Substituting y into the equation, we get:
5y^8 + 4y^5 - 12y^2 = 0
Step 3: Now we have a polynomial equation in terms of y. We can try factoring it to find the values of y:
5y^8 + 4y^5 - 12y^2 = 0
Factoring out the common factor of y^2, we have:
y^2(5y^6 + 4y^3 - 12) = 0
Step 4: Set each factor equal to zero and solve for y:
First factor: y^2 = 0
This implies y = 0.
Second factor: 5y^6 + 4y^3 - 12 = 0
This equation, unfortunately, cannot be easily factored further.

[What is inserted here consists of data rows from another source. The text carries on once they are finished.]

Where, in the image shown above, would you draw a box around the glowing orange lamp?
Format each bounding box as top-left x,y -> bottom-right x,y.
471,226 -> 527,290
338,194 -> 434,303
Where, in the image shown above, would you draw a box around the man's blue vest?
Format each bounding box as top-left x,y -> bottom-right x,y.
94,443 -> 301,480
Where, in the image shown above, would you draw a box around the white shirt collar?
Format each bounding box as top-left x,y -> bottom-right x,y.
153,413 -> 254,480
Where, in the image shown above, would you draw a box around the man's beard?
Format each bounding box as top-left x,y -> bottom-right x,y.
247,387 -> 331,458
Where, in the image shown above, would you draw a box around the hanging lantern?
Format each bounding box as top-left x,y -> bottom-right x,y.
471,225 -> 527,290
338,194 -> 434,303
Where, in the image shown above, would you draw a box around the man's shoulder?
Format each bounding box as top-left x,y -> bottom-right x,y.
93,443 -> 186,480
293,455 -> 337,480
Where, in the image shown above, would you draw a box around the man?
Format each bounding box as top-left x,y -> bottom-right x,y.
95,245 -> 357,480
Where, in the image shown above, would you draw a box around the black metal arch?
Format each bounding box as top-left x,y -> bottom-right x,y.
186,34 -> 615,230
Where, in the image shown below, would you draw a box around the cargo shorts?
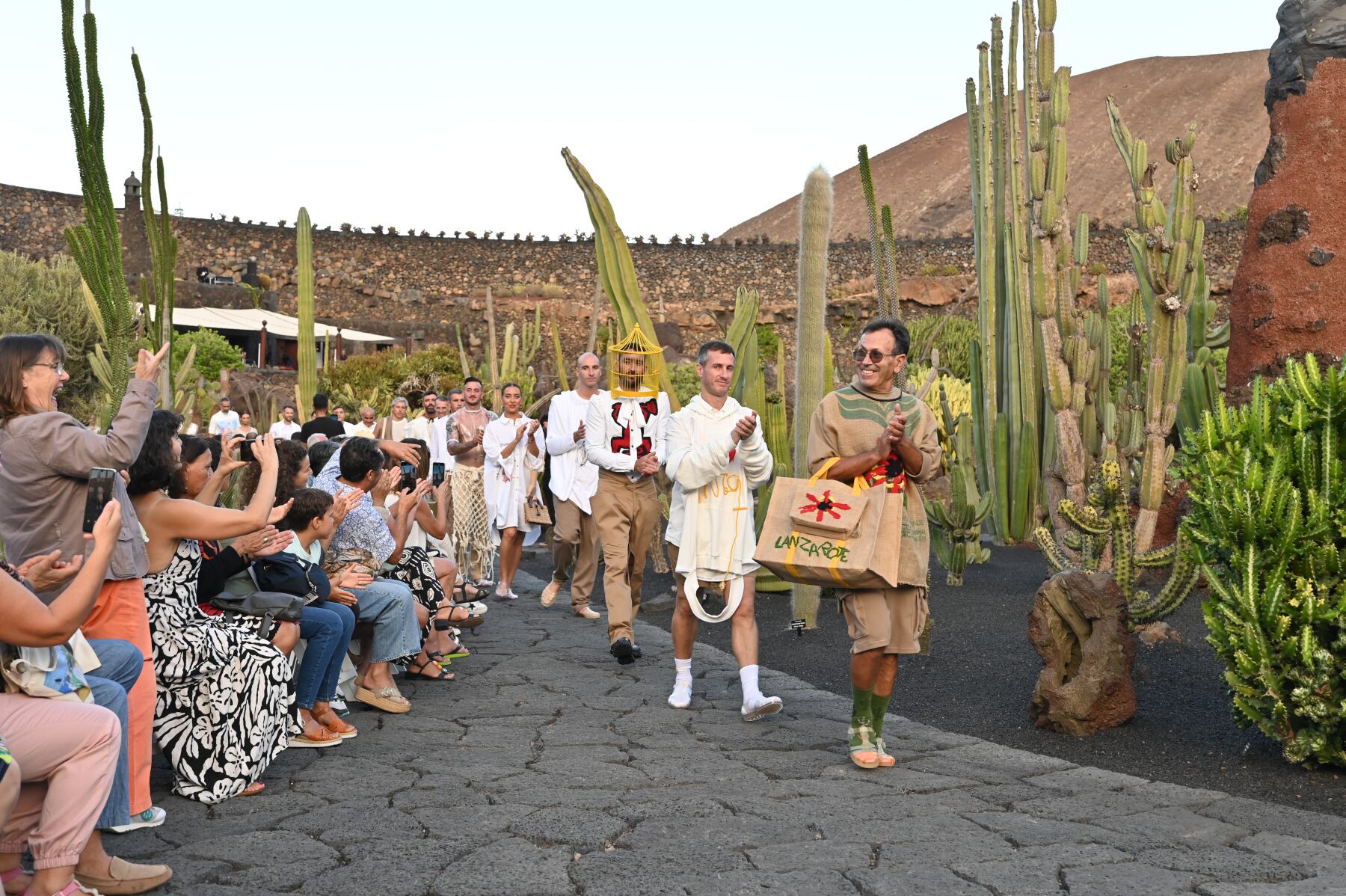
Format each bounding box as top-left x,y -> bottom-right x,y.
841,585 -> 930,654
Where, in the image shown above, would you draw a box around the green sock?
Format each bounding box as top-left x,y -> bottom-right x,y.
851,685 -> 873,729
870,694 -> 892,737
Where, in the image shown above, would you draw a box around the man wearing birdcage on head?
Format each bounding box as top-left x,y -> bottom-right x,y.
584,325 -> 669,666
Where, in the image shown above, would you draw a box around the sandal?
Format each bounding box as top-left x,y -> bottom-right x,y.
407,655 -> 454,681
355,685 -> 412,713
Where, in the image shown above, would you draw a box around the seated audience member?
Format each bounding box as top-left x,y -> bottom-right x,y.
168,436 -> 307,657
0,500 -> 172,896
0,334 -> 168,832
313,438 -> 425,713
268,405 -> 301,438
375,438 -> 485,679
128,411 -> 293,803
299,393 -> 346,444
281,488 -> 373,746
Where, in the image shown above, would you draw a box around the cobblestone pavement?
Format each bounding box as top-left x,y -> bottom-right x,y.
108,574 -> 1346,896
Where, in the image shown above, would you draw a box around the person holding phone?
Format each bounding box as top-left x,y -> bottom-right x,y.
0,334 -> 168,832
0,500 -> 172,893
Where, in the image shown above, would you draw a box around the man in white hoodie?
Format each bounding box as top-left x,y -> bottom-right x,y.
663,339 -> 782,721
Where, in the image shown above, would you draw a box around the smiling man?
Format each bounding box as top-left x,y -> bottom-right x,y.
809,319 -> 941,768
663,339 -> 782,721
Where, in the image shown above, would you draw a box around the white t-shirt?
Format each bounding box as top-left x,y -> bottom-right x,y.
209,411 -> 239,436
266,420 -> 303,438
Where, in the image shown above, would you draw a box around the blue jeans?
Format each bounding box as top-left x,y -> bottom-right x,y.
89,638 -> 145,827
295,600 -> 355,709
347,578 -> 420,663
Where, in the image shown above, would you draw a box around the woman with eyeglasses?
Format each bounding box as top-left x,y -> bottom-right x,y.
0,334 -> 168,832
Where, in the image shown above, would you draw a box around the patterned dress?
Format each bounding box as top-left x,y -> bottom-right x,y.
144,539 -> 295,803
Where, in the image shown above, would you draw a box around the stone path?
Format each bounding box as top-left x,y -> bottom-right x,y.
109,574 -> 1346,896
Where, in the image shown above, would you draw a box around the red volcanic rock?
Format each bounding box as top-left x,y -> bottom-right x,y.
1228,0 -> 1346,389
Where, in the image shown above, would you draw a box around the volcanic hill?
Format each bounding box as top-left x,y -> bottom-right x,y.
723,50 -> 1269,242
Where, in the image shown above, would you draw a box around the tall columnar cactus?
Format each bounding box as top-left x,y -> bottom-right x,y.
562,148 -> 680,411
1179,355 -> 1346,767
858,144 -> 898,318
1107,97 -> 1229,550
131,50 -> 178,408
926,384 -> 992,586
61,0 -> 135,426
295,206 -> 318,414
793,167 -> 832,628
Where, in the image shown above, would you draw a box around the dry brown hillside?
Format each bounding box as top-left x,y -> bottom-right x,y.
724,50 -> 1269,242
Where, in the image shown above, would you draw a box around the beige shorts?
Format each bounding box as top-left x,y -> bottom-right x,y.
841,585 -> 930,654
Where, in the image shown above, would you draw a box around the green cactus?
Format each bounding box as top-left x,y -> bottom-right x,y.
1178,355 -> 1346,767
295,206 -> 318,414
61,0 -> 135,428
1107,97 -> 1228,550
562,148 -> 680,411
926,398 -> 991,586
1033,458 -> 1199,623
791,167 -> 832,628
131,50 -> 178,408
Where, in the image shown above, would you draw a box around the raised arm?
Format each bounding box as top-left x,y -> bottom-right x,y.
0,500 -> 121,647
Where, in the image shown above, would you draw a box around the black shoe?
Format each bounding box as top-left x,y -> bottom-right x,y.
607,638 -> 636,666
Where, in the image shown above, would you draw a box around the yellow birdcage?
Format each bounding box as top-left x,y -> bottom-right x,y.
607,325 -> 663,398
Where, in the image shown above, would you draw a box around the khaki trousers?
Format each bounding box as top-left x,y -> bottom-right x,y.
589,470 -> 660,642
552,500 -> 597,610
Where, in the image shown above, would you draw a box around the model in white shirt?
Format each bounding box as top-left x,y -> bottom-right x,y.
209,398 -> 239,438
542,351 -> 603,619
482,384 -> 545,598
663,339 -> 782,721
268,405 -> 303,438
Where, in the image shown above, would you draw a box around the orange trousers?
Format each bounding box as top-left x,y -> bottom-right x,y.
79,578 -> 156,817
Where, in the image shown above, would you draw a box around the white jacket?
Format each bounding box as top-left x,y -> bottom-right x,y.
547,390 -> 597,512
663,396 -> 775,581
584,390 -> 669,479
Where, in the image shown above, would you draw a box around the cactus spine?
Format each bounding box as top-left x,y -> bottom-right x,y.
131,50 -> 178,408
61,0 -> 133,426
295,206 -> 318,414
793,167 -> 832,628
562,148 -> 681,411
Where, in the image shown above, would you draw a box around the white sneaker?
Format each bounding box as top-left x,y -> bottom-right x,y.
104,806 -> 168,834
669,682 -> 692,709
739,697 -> 784,721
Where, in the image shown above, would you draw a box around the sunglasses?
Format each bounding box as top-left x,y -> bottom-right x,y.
851,349 -> 902,364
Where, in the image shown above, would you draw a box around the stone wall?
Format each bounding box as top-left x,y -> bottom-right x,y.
0,177 -> 1242,363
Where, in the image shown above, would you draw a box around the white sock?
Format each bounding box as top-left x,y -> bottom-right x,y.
739,663 -> 762,706
669,657 -> 692,709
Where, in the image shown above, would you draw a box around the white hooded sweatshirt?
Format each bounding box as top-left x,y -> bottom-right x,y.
665,396 -> 775,581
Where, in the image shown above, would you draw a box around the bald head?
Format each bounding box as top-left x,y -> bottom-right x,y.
575,351 -> 603,393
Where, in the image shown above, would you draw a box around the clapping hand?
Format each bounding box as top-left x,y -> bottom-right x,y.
19,548 -> 84,592
136,342 -> 168,382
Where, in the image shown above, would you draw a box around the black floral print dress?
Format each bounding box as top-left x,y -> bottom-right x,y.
144,539 -> 295,803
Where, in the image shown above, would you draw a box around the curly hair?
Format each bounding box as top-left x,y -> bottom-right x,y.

Step 5: Since we have set y = z^(1/3), we can substitute y back into the equation.
Substituting y = 0 into y = z^(1/3), we get:
0 = z^(1/3)
This equation tells us that z = 0.
Substituting y = z^(1/3) into the second factor, we get:
5(z^(1/3))^6 + 4(z^(1/3))^3 - 12 = 0
5z^2 + 4z^(1/3) - 12 = 0
Step 6: Now we have a quadratic equation in terms of z. We can solve it using the quadratic formula.
Using the quadratic formula, we have:
z = (-b ± √(b^2 - 4ac)) / (2a)
For our equation 5z^2 + 4z^(1/3) - 12 = 0, a = 5, b = 4, and c = -12.
Substituting these values into the quadratic formula, we get:
z = (-4 ± √(4^2 - 4(5)(-12)) / (2(5))
z = (-4 ± √(16 + 240)) / 10
z = (-4 ± √256) / 10
z = (-4 ± 16) / 10
Therefore, we have two possible solutions for z:
z = (16 - 4) / 10 = 12/10 = 1.2
z = (-4 - 16) / 10 = -20/10 = -2
So the solutions to the equation 5z^8/3 + 4z^5/3 - 12z^2/3 = 0 are z = 0, z = 1.2, and z = -2.